Pour elle, cette édition est passionnante car elle ne s'est pas limitée au seul paramètre de la vitesse des bateaux. "Depuis le départ, c'est une course géniale car ce n’est pas juste une course de vitesse, il y a beaucoup de tactique. C’est donc passionnant de voir comment les skippers ont géré cela jusqu’ici", déclare-t-elle au sujet d'un Rhum qui a vu la flotte traverser trois fronts météorologiques actifs et des zones de vents légers entre chaque.

Jeanne Grégoire

"Depuis le début de l'année, dans la flotte IMOCA, nous avons eu des courses de vitesse, plus que de stratégie. Je pense que même si Charlie a un gros avantage sur les autres en vitesse au près, on voit ses rivaux - comme Thomas, Jérémie (Beyou), Paul (Meilhat) et Kevin (Escoffier) - réaliser de grosses courses tactiques et c'est super à suivre", ajoute-t-elle.

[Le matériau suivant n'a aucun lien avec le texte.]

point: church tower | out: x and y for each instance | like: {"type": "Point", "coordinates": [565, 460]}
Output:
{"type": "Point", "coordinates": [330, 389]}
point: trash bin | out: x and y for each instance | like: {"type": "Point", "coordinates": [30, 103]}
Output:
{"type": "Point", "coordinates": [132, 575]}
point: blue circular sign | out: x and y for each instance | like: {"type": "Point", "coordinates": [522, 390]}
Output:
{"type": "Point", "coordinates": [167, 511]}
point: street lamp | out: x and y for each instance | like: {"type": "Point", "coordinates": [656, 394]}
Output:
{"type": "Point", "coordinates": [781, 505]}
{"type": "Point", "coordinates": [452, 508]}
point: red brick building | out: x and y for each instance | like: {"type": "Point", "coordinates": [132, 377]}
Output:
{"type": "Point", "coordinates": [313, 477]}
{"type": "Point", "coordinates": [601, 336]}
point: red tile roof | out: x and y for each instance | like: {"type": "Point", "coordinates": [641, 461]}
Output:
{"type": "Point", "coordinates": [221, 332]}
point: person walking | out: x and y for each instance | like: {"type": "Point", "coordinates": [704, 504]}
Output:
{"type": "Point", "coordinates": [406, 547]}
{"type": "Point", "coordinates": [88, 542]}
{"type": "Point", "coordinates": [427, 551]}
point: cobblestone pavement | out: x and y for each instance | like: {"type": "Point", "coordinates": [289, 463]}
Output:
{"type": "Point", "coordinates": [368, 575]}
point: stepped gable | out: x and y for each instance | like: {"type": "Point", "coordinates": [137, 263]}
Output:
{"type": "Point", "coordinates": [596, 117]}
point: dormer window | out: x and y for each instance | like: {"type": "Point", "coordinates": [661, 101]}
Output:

Selon elle, la course a toujours été légèrement unilatérale, car le tableau météorologique du début de course rendait toute option vers le nord plus ou moins inutilisable et la route vers le sud impliquait toujours d'affronter des conditions plus légères et disparates. "Nous savions dès le début que ce serait une course délicate, car personne ne pouvait aller chercher des conditions de vent fort sur le nord du parcours, donc tout le monde s'attendait à ce que ce soit difficile de traverser la dorsale et d’attraper les alizés – et c’est exactement ce qu’il s’est passé, ce qui est super intéressant", poursuit-elle.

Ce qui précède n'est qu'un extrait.